The rise of the celebrity stylist is a vexed issue for me. Yes, it means almost everyone looks fabulous at glitzy events or riding their bike to lunch in the Maldives (stylists also do holiday packing, because Insta) but they look like someone else’s vision of fabulous.

They don’t look like themselves. Which means they don’t trust their own taste. Which doesn’t make them muses. It makes them live shop front dummies, albeit conventionally perfect ones.

In its simplest form, all personal style involves is asking yourself how you feel on any day and going with it. Could be stripes or bike shorts or Converse.
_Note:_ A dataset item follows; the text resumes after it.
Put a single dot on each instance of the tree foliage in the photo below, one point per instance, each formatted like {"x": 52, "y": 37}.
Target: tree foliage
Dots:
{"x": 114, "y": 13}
There’s no wrong answer. Two-year-olds do it. It’s easy self-expression.

I miss the years when stars turned up for red carpets in whatever they damn well felt like wearing, the years before it became an actual job for people to control what everyone looked like. The Cher era. The years when Celine Dion was cool, before she hired someone to decide what she felt like putting on on any given day.

My theory is that anyone who doesn’t have enough innate taste and maturity to dress themselves is insecure and cares too much what other people think of them. And that’s okay. But it’s not stylish. It’s not what I want in a muse.

Instead of admiring cookie cutter WAGs, check out the social media accounts of Iris Apfel and Lyn Slater. One is in her nineties, one in her sixties, and they are fashion perfection – unconcerned with the vision of others, bold, unpredictable. Original.

Apart from accessories maven Amanda Briskin-Rettig, who I once saw slay at a fancy wedding in jeans and great shoes, my personal style heroes are people you’ve probably never heard of but could learn from.

Nicola McGaan and Inge Turpie, from Melbourne homewares shop Sedonia. Brunswick secondhand dealer Sandy Carr. Knitwear designer Maureen Fitzgerald. Adelaide’s Amanda Blair, who among other things drives an op shop bus called Dulcie. Artist Carolyn Cardinet. Kindergarten teacher Jessica Johnson, who never uncorks champagne at her 1970s caravan without red lipstick and matching tap shoes.

None of them buy many new clothes. They pull something years and years old from their wardrobes and add a whole heap of confidence and a feathered collar or a 1990s belt or insouciant scarf.

All would be startled at the odd idea of paying someone to tell them what to wear.

I work with a fellow who wears old jeans, a short sleeved shirt and a hat every single day. With Rossi boots. He wears that to work in the heart of Melbourne’s cool city, and I’ve seen photos of him in the same kit in the canyons of both New York and Yosemite National Park.

Jeans, shirt, hat. Last week he sent a snap of his Rossi bootprints on the sand of the Gold Coast. That’s style, because he’s always being him.

You, hopefully, are too. And the next time you go to school pickup or the supermarket or the office, if you’re wearing clothes you chose all by yourself, then you’re better dressed than anyone held up by mainstream and social media as an inspiration.

Kylie Minogue, if you’re reading this, that last bit doesn’t apply to you. My love, you were at your fashion best when stylist William Baker was sticking you in those gold hot pants. You should seek help again.